The Grove(52)
SIX
Breathless from her run, Saleria dropped to her knees by the northeastern of the copper-hued pools, set her Keeper’s staff onto the moss next to it, and swirled her hand over the rippling liquid. A column of mist rose up, pulsing with energies. She touched it with one finger. “This is Guardian Saleria. Who is this?”
“Guardian Kerric, of the Tower. I need to ask a huge favor of you, Guardian of the Grove.”
It sounded like Kerric, but he sounded . . . stressed. Unhappy. Frowning, Saleria asked, “What’s the favor?”
“I have a problem which I need to show you, along with several other Guardians, because it is both alarming and frustrating me to no end. I’m sending you a mirror and a scroll with instructions on how to link it to the Fountainways for communications—I pledge to you, as a fellow Guardian, these are mirrors set to receive and send images and sounds only, no spells or methods of controlling anything you guard.”
“Alarming?” she repeated, seizing on that word out of all the rest. She didn’t like the sound of that.
“Remember that discussion we had a few months back, when I mentioned an invasion by the Netherhells?” he asked.
“Yes, I remember it,” Saleria said, trying to remember exactly what he had said back then.
“Well, it’s back, it’s fluctuating, it’s affecting several points around the world, and I cannot pinpoint what causes it nor what stops it because I am not there, in the regions being affected. But you and the other Guardians are there. And while I can talk your ears off about what I’ve been seeing in my scrying mirrors, it’s never going to be as effective as showing you the images I’ve been recording. So may I please have your permission to link you to the Tower’s scrycasting network? I promise that in several hundred years, the Tower has never once used its mirrors to subvert other mages’ homes, energies, or territories.”
“You sound like you’ve been reciting those words a little too much,” Saleria observed, hearing the weariness in his voice.
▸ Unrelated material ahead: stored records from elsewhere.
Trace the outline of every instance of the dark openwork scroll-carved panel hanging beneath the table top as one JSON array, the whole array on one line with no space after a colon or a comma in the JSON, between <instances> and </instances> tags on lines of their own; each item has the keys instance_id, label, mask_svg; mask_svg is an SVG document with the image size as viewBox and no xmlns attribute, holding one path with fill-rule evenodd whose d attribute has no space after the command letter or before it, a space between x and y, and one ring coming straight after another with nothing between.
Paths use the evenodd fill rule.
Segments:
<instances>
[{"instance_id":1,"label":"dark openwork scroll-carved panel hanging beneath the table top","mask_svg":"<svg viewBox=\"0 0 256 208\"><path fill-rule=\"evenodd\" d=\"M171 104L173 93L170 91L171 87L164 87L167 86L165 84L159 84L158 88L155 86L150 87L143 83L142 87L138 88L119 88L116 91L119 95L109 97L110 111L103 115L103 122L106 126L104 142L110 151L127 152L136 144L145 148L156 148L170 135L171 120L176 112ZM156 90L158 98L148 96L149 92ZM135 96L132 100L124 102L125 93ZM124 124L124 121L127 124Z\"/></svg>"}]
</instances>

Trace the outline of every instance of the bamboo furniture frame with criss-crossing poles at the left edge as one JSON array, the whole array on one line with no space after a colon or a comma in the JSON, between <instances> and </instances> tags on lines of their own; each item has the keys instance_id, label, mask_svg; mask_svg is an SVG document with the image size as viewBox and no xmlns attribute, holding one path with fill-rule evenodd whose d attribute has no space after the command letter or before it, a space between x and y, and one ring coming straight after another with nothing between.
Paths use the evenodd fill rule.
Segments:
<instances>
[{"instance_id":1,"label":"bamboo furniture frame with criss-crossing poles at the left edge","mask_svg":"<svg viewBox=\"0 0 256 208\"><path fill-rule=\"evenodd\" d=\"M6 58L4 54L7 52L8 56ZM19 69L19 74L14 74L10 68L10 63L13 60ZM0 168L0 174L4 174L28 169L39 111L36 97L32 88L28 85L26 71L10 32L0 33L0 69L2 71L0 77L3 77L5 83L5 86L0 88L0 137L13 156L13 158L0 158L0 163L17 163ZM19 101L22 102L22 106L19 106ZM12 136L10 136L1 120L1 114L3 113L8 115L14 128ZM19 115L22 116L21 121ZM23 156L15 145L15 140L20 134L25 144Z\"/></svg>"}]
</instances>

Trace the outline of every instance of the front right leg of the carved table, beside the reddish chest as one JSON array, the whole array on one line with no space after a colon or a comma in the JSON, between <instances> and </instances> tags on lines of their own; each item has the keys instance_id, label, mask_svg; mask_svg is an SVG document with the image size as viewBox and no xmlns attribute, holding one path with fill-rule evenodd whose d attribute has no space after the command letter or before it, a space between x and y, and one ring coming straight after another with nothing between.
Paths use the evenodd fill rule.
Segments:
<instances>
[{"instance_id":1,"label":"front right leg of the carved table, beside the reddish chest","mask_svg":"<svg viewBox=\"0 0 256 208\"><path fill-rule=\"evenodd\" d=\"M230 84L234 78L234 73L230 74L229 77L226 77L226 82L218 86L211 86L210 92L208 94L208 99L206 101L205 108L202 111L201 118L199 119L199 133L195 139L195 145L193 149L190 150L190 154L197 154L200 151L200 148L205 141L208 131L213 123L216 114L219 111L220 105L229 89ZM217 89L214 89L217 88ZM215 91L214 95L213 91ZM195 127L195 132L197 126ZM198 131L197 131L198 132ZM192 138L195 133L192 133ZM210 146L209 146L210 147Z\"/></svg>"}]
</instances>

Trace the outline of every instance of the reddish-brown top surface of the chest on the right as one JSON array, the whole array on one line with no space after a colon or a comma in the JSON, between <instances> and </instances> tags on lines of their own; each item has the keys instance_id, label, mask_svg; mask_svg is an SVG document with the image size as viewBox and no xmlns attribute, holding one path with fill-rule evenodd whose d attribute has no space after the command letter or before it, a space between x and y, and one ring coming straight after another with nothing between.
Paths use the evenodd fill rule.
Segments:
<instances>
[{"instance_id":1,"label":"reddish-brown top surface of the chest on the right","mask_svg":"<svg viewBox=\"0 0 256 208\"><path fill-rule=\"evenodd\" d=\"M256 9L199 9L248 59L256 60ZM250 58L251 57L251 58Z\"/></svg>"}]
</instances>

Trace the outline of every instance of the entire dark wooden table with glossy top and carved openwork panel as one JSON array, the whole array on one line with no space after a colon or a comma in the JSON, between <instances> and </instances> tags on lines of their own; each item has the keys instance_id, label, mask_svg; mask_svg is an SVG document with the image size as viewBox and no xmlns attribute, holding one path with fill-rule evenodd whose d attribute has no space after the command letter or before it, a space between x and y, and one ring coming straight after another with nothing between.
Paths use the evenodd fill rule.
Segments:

“I have. I finally convinced Guardians Tipa’thia and Dominor to join the network. I’ve also got the Guardian of Althinac, and the Guardian of the Vortex . . . Would you please join us in a conference scrycast, Guardian Saleria? The more strong mages we have working on this, the more likely we are to find a solution, because Guardians are the last sort of people to help cause a demonic invasion, which means we’re first and foremost in the responsibility of stopping one. We certainly have the power for it, once we find it.”
She knew what her duty was—to keep the Grove safe and pure from outsiders—and her duty spoke in that same nasal voice as a certain superior, assistant-denying priestess in her life. Paired with her nightmare of demonic bushes and beasts, the combination sent a prickle of warning up her spine. Scrubbing at the nape of her neck, Saleria thought carefully about it.
She didn’t hesitate long. Something about Aradin’s presence had awakened a streak of rebelliousness in the priestess. Bollocks to that. I’m going to trust Aradin Teral—I am trusting him . . . er, them—and I am going to trust Guardian Kerric, and the rest. This is my Grove to tend and keep, with all the powers and responsibilities that entails . . . and I am sick and tired of obeying rules and orders which mismanage this place, and all the true responsibilities I have regarding the powers I Keep.
“Send your scroll and mirror—ah, wait, is the mirror delicate, or can it be left outside?” she asked, aware of the scant shelter given by the lacework tangle of the Bower dome.
“They’re enspelled to be nigh indestructible in most circumstances. Certainly you can’t crack the frame while they’re being used as a mirror-Gate, because they cannot be used as a mirror-Gate. Unless you deliberately throw it back into the heat of a glass forge, it should be fine, rain, snow, or sun.”
“Then send it through,” Saleria told him. “I’ll get ready to catch it and the scroll.”
“Thank you.”
Rising, she braced herself, closed her eyes, and reached into the energies woven into the roof of the Bower dome. Sending and receiving things via the riftways was not quite as smooth as what she had heard from the other Guardians regarding their Fountainways. For one, it was often pure luck as to which rift an object might come from. For another, she was here, not beneath the base of any of the three locus trees.
Still, however incomplete the design of the post-Shattering Grove seemed to be, the riftways had been rerouted to come here. It was the conversion from magical tunnel to enspelled root-based tunnel, to the air over her head that was rough. Sinking mental fingers into the network, she shaped her magic into a cushioned lining for the passages.